Russian Consumer Highly Reliant on Imported Meat Products
The catalyst underpinning the dramatic increase in meat imports by Russia since the early 1990's was the nearly 60 percent decline in domestic meat production. Since the onset of market reforms in 1991, Russian livestock and poultry producers have been caught in a cost-price squeeze as livestock prices have not risen as quickly as input prices.
Competitively priced imported poultry meat, particularly broiler leg quarters from the United States, have largely filled the gap left by a decimated Russian livestock industry. Expectations of a continued decline in overall Russian meat production in 1998 and 1999 implies that no respite will be given consumers from higher domestic meat production. Meat output is expected to decline nearly 3 percent to 4.1 million tons in 1999, less than half of 1989 and down 12 percent from 1997.

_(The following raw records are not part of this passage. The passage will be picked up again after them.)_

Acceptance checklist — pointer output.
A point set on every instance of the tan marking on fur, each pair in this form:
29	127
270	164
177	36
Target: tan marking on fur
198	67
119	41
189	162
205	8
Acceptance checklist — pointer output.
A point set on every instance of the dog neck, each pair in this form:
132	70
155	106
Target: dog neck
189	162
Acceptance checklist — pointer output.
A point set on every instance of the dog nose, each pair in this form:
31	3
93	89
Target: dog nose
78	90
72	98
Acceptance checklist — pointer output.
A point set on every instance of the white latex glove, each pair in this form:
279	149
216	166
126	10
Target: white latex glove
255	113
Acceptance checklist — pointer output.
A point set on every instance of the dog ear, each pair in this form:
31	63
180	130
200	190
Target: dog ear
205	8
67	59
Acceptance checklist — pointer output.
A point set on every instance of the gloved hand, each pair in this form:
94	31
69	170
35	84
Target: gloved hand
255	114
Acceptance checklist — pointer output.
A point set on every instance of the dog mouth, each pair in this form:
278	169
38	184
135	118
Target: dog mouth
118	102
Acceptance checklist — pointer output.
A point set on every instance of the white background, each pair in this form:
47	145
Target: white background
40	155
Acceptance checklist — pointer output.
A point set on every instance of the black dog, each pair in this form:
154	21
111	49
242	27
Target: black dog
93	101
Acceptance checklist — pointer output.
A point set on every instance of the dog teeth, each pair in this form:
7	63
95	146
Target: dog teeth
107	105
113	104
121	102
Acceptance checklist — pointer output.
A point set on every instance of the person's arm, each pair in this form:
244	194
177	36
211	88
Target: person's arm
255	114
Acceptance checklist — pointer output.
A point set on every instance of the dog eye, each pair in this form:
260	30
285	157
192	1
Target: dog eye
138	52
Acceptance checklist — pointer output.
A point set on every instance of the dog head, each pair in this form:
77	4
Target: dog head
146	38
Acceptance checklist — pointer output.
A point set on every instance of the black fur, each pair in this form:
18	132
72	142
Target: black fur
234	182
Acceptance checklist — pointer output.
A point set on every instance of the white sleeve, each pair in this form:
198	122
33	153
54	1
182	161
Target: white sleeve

Imports of all meat as a share of domestic consumption have risen from 15 percent in the late 1980's to 34 percent in 1997. Imported poultry meat in 1997 accounted for nearly two-thirds of total poultry meat consumption and nearly 35 percent of total meat. Consumers have become heavily dependent on chicken leg quarters as a cheap source of protein.
Difficulties in getting letters of credit, overall currency and price uncertainties have put in question the trade/consumption outlook for the remainder of 1998 and 1999. Overall meat consumption , projected at 5.6 million tons in 1999, will be only half the level of 1989 when per capita consumption peaked at 80 kg/person.
Consumer demand in 1999 will likely be constrained by the inflationary effect of the devaluation and its effect on disposable income and consumer buying patterns. One of the consequences of the devaluation of the ruble since August 17th has been steep increases in prices for imported meat. With Russian consumers reportedly spending more than half of their disposable income on food, this implies difficult choices for consumers and a gloomy outlook for trade.